Overall, taxes on businesses will be reduced by $1.6 billion, while individual income taxes will

increase by $1.4 billion. Working families, low-income families and seniors will face the most significant

changes, in large part because of the loss of, or reductions in, a number of individual income tax

exemptions, credits or deductions.

  • A new “Pension Tax” took effect in 2012 resulting in $340 million in new taxes. Pension and retirement income exclusions are changed and now depend on the taxpayer’s date of birth. Under the new law, a senior couple with a $30,000 pension born between 1946 and 1952 would pay $430 in higher taxes. A retired couple born after 1952 with the same pension would pay $1,165 in higher taxes. These are typically people on fixed incomes who have planned for and are accustomed to the prior tax arrangement where pensions were not taxed. Now they have to figure out how to live on a hundred less dollars a month.
  • The Homestead Property Tax Credit is another hit to working families and seniors. The credit is not available on homes with greater than $135,000 taxable value and the income formula has changed to make it more difficult to get the credit. This will cost Michigan taxpayers $270 million.
  • Working families are seeing tax credits disappear, resulting in a greater tax burden and a smaller refund. The $600 Child Tax Credit is gone, along with unemployment compensation credits, credit for taxes paid to city income tax, and credits for contribution made to college foundations, public radio, public libraries, homeless shelters, food banks, community foundations, medical savings accounts and credit for helping pay your child’s college tuition.
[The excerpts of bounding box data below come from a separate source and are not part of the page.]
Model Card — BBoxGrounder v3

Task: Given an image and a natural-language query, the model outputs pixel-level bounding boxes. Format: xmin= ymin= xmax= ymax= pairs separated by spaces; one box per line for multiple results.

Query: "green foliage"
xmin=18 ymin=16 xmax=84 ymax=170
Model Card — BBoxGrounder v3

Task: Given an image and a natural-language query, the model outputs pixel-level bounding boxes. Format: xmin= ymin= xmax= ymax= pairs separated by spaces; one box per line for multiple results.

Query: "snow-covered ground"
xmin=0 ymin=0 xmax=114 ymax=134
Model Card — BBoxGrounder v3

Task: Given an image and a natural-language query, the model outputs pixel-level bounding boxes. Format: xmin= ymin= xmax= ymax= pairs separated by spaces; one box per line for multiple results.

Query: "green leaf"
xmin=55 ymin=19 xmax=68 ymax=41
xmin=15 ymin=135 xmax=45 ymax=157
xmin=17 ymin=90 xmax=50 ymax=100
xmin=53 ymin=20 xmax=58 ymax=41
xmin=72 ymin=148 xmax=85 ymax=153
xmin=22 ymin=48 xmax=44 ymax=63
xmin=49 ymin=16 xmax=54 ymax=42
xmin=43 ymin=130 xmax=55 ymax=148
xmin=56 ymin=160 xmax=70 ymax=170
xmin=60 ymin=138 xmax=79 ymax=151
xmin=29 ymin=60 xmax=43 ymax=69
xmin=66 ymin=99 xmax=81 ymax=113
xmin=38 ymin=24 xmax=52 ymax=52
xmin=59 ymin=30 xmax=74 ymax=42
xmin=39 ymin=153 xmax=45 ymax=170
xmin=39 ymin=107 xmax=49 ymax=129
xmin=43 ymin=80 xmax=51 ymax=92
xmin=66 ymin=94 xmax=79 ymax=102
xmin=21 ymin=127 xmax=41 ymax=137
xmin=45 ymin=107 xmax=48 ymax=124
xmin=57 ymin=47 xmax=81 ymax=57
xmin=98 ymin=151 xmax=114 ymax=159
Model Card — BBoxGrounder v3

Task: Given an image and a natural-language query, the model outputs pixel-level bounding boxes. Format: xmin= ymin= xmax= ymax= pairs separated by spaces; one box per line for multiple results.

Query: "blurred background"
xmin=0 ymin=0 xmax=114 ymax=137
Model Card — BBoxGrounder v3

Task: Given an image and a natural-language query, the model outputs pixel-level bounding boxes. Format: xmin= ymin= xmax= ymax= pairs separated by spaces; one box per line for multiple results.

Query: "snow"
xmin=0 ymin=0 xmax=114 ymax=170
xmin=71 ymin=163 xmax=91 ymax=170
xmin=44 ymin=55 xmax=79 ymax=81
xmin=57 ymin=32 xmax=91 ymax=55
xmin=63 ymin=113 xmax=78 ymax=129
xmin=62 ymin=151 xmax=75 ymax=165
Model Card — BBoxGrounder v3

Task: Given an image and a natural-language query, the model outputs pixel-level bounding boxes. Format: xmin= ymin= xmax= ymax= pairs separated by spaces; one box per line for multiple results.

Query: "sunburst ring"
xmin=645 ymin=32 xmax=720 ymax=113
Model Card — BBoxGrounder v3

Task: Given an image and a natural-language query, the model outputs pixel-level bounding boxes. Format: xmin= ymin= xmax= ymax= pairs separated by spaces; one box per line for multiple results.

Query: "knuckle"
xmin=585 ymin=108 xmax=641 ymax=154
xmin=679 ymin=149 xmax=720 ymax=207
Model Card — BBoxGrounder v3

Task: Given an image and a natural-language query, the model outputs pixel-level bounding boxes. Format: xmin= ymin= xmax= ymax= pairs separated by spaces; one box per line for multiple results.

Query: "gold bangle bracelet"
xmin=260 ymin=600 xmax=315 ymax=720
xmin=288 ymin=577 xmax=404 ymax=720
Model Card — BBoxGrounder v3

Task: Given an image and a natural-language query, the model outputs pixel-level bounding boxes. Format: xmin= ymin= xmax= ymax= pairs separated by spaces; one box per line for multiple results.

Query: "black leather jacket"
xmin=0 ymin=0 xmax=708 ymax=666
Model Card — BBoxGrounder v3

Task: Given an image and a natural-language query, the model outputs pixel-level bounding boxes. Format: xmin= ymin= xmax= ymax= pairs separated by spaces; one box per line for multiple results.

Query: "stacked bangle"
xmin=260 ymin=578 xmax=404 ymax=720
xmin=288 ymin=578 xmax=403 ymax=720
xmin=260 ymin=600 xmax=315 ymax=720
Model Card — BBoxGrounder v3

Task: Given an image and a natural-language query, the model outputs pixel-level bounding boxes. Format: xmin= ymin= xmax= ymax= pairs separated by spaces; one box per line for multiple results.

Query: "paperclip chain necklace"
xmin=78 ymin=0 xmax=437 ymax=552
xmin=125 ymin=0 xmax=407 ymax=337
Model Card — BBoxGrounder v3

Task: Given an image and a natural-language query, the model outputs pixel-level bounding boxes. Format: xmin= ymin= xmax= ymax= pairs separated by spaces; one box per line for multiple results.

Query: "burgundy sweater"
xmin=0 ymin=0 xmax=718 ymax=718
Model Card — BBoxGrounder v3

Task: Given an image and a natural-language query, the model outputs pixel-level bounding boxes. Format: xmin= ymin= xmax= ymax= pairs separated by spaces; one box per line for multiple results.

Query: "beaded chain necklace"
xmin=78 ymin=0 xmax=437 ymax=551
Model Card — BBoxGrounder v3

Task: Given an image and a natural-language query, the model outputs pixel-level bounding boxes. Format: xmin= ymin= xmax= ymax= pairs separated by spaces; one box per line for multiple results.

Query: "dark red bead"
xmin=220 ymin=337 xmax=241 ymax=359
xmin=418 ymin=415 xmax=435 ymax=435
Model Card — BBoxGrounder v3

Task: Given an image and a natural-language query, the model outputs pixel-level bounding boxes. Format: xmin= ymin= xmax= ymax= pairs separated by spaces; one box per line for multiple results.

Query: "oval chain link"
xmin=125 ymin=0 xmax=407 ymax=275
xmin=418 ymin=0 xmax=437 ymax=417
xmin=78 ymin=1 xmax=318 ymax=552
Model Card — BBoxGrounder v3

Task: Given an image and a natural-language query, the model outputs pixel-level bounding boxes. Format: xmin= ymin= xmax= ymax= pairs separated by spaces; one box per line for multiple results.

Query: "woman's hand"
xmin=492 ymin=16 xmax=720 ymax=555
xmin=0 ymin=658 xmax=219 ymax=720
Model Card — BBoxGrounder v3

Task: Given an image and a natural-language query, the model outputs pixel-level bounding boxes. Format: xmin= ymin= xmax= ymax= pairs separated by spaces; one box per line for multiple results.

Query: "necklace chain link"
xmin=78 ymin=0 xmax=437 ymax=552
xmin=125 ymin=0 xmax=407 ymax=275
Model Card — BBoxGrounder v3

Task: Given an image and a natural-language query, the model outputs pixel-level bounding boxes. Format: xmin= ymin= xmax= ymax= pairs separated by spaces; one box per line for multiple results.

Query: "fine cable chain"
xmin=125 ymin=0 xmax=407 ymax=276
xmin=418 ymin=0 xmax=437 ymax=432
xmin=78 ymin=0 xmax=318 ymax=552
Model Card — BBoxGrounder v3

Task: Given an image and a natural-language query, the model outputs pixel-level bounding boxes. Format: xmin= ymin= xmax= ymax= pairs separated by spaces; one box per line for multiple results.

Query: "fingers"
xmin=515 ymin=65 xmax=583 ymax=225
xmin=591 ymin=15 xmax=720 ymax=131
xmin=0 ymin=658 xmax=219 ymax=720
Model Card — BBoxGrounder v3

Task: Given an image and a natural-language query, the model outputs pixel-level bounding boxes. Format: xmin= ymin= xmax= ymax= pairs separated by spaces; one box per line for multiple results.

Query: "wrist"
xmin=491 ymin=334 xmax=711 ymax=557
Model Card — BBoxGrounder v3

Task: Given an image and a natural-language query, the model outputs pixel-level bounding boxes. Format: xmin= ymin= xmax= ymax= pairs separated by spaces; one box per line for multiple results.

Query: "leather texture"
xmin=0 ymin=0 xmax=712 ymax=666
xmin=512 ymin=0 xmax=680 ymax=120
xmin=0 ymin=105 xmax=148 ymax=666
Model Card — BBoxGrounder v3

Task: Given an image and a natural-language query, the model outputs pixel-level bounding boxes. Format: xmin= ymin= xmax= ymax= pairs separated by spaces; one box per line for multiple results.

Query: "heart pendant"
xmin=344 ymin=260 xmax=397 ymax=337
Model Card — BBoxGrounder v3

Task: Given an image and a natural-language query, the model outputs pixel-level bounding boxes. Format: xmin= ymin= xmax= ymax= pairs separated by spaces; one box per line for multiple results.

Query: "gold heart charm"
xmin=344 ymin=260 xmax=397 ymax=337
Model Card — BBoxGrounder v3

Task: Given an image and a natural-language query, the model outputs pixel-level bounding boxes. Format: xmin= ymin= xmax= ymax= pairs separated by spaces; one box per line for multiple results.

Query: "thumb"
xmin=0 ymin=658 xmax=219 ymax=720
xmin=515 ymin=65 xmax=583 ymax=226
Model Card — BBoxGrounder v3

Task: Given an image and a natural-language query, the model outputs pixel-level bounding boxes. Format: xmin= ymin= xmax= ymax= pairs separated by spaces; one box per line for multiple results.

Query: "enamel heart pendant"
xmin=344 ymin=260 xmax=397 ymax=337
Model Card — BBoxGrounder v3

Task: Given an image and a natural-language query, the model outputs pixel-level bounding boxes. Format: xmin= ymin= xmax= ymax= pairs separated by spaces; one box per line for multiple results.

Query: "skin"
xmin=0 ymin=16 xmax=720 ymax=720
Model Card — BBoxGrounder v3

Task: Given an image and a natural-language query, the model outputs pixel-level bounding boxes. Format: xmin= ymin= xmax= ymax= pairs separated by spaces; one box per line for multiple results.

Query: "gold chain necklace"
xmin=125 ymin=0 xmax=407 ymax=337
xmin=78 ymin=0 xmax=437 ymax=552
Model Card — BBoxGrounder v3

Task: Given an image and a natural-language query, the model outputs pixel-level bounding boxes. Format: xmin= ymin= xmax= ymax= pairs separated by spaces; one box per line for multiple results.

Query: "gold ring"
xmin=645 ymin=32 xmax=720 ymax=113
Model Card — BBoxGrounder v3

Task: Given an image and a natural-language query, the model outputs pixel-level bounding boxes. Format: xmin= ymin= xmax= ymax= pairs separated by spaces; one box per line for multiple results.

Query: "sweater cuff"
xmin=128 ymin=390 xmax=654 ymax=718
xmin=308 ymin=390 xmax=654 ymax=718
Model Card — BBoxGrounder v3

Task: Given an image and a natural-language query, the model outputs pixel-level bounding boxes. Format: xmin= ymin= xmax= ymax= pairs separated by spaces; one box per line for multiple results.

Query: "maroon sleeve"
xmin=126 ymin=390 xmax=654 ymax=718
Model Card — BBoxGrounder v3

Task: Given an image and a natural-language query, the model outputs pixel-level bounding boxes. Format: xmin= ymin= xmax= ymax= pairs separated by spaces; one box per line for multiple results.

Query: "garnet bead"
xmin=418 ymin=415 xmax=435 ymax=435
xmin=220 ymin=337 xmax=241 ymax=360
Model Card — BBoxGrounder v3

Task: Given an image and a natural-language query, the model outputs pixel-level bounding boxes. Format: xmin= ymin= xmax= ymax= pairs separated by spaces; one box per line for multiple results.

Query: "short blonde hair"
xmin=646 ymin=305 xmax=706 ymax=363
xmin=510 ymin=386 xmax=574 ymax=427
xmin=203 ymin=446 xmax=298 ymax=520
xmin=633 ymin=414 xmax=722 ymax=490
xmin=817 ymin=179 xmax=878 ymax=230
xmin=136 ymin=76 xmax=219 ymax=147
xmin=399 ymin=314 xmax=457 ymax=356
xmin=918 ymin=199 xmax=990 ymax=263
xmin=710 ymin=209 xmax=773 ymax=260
This tax hike costs Michigan taxpayers $104 million.
  • To make matters worse, EITC, the earned income tax credit, has been reduced from 20 percent of the federal tax credit to 6 percent, taking money from the working poor. This is money that many families rely on just to be able to keep working. They use it to keep the car repaired or other essential things.

Just a final note on Michigan tax system. Michigan was already ranked in the top ten of regressive tax states and these changes have made it worse. A regressive tax (on food and clothing are examples) takes a larger percentage from low-income people than from high-income people. This means that it hits lower-income individuals harder.

In the meantime, these self-created deficits in Michigan are causing our public schools to collapse; our public colleges are forced to cut financial aid and increase tuition; our communities are eliminating recreation programs, senior programs and are cutting into police and fire protection; and our roads and bridges are crumbling.

Michigan is long overdue for tax fairness policies and we must endorse and elect candidates who will make this happen.